October 23, 2019 · View on GitHub

Contextual Spacing for Conversation-style (and non-normalized) Text

Requirements

fasttext, Keras (TensorFlow), Numpy

Word Vector

Pretrained 100dim fastText vector

Download this and unzip THE FOLDER in the same folder with 'csct.py'
Loading the model will be processed by load_model('vectors/model')

System Description

Easy start: Python3 execute file

 python3 csct.py

This system assigns a contextual spacing for conversation-style and non-normalized Korean text

ex1) 아버지친구분당선되셨더라 >> "아버지 친구분 당선 되셨더라"
ex2) 너본지꽤된듯 >> "너 본지 꽤 된 듯"
ex3) 뭣이중헌지도모름서 >> "뭣이 중헌지도 모름서"
ex4) 나얼만큼사랑해 >> "나 얼만큼 사랑해"

The spacing may not be strictly correct, but the system was trained in a way to give a plausible duration for speech synthesis, in the aspect of a non-canonical spoken language.
Importing automatic spacer

 from csct_dist import correct as cor

Reference (as a toolkit)

조원익, 천성준, 김지원, 김남수, "문장 정보를 고려한 딥 러닝 기반 자동 띄어쓰기의 개념 및 활용," 제30회 한글 및 한국어 정보처리 학술대회 논문집, 2018, pp. 181-184. [Paper] [Slide]

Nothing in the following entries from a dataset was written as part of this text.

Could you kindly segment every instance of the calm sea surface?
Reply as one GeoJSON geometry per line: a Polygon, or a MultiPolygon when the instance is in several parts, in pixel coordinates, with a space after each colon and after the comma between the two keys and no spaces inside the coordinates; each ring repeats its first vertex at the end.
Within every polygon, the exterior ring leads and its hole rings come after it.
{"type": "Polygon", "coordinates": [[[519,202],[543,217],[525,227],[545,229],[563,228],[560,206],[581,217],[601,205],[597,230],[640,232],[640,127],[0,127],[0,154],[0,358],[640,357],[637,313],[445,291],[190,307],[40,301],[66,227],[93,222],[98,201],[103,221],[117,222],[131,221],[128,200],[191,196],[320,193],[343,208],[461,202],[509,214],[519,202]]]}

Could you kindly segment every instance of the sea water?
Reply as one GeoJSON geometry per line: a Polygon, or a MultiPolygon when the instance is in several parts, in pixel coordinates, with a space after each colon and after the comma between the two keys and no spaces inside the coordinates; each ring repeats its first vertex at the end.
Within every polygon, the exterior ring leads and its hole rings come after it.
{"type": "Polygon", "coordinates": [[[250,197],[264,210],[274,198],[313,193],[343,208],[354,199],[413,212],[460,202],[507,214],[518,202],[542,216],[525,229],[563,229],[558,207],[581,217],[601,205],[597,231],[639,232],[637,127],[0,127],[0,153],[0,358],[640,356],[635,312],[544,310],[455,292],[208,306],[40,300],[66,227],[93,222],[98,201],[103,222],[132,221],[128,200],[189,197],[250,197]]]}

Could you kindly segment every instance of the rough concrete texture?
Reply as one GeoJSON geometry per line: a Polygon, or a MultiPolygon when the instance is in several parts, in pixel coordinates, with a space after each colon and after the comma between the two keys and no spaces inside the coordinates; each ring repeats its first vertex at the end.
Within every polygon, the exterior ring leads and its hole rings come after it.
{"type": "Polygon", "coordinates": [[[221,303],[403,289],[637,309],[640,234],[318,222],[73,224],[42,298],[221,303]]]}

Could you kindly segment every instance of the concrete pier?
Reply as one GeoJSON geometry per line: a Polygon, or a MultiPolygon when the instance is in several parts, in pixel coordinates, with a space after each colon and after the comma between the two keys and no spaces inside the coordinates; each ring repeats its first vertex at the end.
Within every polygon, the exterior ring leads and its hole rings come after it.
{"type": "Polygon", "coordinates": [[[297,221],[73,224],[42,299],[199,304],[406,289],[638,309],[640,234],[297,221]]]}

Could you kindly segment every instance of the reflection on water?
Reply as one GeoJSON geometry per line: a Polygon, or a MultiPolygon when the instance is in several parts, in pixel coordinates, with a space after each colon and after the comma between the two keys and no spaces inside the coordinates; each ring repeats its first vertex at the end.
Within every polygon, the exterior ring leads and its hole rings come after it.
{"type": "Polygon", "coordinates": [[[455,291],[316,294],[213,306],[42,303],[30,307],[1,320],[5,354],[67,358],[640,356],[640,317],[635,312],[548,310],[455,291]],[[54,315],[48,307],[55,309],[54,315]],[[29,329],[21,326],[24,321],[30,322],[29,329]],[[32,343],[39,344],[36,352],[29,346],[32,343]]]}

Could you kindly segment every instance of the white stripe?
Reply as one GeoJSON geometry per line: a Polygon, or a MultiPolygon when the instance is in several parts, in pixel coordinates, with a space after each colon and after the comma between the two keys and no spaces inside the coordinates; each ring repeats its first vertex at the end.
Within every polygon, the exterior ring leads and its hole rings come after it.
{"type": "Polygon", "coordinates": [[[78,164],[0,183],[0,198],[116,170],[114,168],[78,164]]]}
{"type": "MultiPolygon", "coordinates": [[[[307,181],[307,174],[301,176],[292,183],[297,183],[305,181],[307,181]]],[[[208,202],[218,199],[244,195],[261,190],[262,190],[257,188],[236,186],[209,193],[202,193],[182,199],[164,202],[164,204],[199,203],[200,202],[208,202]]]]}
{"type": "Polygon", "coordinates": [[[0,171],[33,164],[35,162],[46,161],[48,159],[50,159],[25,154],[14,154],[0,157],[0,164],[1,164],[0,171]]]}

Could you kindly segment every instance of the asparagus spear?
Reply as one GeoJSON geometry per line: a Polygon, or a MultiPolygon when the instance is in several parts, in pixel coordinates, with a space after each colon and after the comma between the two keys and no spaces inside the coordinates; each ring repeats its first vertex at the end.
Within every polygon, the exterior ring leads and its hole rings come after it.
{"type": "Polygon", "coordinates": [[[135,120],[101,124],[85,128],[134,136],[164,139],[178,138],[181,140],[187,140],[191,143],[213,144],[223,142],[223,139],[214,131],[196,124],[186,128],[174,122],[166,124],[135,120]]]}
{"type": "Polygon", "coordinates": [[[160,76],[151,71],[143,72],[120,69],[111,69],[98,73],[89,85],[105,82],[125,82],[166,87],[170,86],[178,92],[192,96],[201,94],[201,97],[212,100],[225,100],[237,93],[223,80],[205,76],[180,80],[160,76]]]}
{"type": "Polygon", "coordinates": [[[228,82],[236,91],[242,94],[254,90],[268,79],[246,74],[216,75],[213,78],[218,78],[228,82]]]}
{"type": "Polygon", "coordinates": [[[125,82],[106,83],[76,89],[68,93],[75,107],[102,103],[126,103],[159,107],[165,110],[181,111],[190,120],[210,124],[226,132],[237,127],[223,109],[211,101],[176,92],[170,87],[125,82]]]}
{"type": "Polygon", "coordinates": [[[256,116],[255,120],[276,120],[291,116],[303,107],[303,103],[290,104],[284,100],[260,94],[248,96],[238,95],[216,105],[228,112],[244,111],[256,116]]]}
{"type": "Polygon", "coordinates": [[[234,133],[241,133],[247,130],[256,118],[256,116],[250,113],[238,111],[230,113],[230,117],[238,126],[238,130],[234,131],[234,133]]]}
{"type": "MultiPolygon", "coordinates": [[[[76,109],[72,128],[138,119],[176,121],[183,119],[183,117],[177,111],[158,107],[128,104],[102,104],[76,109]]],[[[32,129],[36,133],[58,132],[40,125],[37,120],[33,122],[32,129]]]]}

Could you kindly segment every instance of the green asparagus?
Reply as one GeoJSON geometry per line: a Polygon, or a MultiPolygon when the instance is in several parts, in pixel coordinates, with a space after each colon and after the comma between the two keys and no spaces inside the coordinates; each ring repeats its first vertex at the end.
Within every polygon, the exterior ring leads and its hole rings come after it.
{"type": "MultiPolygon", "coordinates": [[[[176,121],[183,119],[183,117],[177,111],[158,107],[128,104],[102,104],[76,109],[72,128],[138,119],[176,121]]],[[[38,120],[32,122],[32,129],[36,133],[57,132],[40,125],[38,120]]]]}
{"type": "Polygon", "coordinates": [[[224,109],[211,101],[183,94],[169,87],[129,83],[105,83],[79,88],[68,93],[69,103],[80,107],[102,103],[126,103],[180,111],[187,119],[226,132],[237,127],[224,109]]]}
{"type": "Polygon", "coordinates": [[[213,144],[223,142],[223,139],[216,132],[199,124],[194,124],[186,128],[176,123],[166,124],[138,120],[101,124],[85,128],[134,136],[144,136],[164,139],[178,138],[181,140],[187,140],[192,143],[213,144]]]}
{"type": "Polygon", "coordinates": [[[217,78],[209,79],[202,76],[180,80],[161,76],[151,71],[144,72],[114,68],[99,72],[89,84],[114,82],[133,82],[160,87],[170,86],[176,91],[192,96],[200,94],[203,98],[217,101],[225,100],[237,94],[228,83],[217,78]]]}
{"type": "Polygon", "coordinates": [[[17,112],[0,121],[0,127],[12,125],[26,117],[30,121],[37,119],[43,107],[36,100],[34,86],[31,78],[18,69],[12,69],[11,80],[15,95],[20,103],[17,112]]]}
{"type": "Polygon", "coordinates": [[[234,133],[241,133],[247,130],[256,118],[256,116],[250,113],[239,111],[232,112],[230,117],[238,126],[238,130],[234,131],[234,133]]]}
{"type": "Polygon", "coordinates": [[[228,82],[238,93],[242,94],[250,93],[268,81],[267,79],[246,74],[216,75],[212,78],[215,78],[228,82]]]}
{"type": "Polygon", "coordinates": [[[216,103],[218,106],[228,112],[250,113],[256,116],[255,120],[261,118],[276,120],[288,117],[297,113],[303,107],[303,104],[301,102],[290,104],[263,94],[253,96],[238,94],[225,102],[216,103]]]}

@inproceedings{cho2018concept,
  title={Concept and Application of Deep learning-based Automatic Spacing},
  author={Cho, Won Ik and Cheon, Sung Jun and Kim, Ji Won and Kim, Nam Soo},
  booktitle={Annual Conference on Human and Language Technology},
  pages={181--184},
  year={2018},
  organization={Human and Language Technology}
}

For English version, check RAWS

DISCLAIMER: This model is trained with drama scripts and targets user-generated noisy texts; for the accurate spacing of literary style texts, refer to PyKoSpacing

Demonstration

https://www.youtube.com/watch?v=mcPZVpKCH94&feature=youtu.be